17/06/2026
One of the hardest management conversations I ever had was with someone who was genuinely a lovely person. I was in operational management at the time, not HR.
He cared. He worked hard. Nobody disliked him.
The problem was, he was unconsciously incompetent as a manager.
☹ He did not lead the team.
☹ He avoided setting clear objectives.
☹ Issues were left to drift instead of being dealt with.
☹ He said yes to everything, even when it created pressure, confusion, and frustration for his team and the wider business.
The difficult part was that he could not see it.
We tried the supportive approach first. Coaching. Gentle feedback. Encouragement.
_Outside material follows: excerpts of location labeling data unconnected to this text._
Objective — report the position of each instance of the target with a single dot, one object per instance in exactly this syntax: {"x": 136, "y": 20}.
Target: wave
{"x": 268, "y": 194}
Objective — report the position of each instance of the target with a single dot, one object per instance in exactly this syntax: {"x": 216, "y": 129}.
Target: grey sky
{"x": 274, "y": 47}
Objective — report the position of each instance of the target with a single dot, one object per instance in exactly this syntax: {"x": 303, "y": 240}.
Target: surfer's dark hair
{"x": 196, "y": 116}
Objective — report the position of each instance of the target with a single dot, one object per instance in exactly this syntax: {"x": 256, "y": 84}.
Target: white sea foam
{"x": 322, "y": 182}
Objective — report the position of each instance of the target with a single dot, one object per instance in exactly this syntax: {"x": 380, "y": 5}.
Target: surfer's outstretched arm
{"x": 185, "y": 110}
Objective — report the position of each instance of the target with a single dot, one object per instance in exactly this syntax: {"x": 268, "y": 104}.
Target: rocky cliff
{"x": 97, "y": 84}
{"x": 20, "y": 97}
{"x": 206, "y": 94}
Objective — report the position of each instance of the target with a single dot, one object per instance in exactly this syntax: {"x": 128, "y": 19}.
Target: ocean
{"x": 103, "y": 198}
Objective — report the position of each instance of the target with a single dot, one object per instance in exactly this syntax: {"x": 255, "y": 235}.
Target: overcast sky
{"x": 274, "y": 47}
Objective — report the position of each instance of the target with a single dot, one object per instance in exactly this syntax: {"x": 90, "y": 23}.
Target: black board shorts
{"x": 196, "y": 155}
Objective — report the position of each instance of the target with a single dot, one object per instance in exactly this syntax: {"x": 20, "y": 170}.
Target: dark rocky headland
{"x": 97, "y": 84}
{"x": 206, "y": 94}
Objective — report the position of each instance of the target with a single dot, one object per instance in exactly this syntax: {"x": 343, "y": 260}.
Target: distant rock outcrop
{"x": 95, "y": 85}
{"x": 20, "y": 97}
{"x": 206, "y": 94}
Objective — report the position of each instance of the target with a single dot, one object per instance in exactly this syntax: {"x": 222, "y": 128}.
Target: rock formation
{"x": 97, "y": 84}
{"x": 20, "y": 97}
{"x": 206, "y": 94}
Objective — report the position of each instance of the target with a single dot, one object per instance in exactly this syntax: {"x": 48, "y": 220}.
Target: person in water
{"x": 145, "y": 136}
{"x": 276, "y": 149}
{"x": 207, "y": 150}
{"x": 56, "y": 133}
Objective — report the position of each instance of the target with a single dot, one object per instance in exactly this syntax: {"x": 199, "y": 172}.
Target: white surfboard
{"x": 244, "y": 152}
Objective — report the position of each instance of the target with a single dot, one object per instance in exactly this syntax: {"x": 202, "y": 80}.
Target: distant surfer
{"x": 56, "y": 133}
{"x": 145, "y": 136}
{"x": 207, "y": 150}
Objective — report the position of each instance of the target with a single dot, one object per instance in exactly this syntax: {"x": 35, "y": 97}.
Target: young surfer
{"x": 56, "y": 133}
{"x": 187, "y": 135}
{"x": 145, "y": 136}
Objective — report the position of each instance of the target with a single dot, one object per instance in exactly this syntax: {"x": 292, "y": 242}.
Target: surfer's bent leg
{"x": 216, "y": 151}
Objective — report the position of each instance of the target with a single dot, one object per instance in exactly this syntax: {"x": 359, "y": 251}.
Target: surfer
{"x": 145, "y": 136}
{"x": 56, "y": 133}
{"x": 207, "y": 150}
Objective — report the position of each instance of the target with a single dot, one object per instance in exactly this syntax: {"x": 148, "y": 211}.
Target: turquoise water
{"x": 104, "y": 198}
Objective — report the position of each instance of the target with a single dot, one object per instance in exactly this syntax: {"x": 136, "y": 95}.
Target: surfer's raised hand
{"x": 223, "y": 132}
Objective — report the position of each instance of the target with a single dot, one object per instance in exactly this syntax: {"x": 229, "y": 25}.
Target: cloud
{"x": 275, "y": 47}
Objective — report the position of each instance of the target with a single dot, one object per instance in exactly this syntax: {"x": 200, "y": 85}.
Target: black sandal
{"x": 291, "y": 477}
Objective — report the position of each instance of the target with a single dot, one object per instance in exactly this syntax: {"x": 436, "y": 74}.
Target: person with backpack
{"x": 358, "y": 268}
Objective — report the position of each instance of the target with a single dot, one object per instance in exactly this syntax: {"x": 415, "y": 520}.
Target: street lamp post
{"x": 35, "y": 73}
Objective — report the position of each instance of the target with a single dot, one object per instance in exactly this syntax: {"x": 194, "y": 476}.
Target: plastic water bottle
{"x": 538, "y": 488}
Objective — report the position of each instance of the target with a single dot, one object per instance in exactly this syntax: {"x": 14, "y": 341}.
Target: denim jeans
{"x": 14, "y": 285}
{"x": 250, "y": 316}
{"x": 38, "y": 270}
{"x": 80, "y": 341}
Different ways of explaining the impact his behaviour was having.
Nothing landed.
He was very self-assured and his self-confidence would not allow him to accept that the way he was managing needed to change.
Eventually I had to be far more direct than I usually was.
I was brutally honest about the reality of the situation.
😬How his avoidance affected the team.
😬How unclear leadership creates anxiety.
😬How wanting to be liked was stopping him from being effective.
He got upset.
That was never my intention and honestly, it did not feel good for me either.
But it became the breakthrough moment.
For the first time, he stopped defending himself and actually listened.
What happened afterwards completely changed my view on management development.
He became open and receptive to the coaching, he embraced all feedback on his development and in a fairly short space of time, he became a strong manager.
Sometimes people do not need protecting from difficult feedback. They need someone willing to care enough to tell them the truth clearly.
Handled properly, honest conversations can change careers.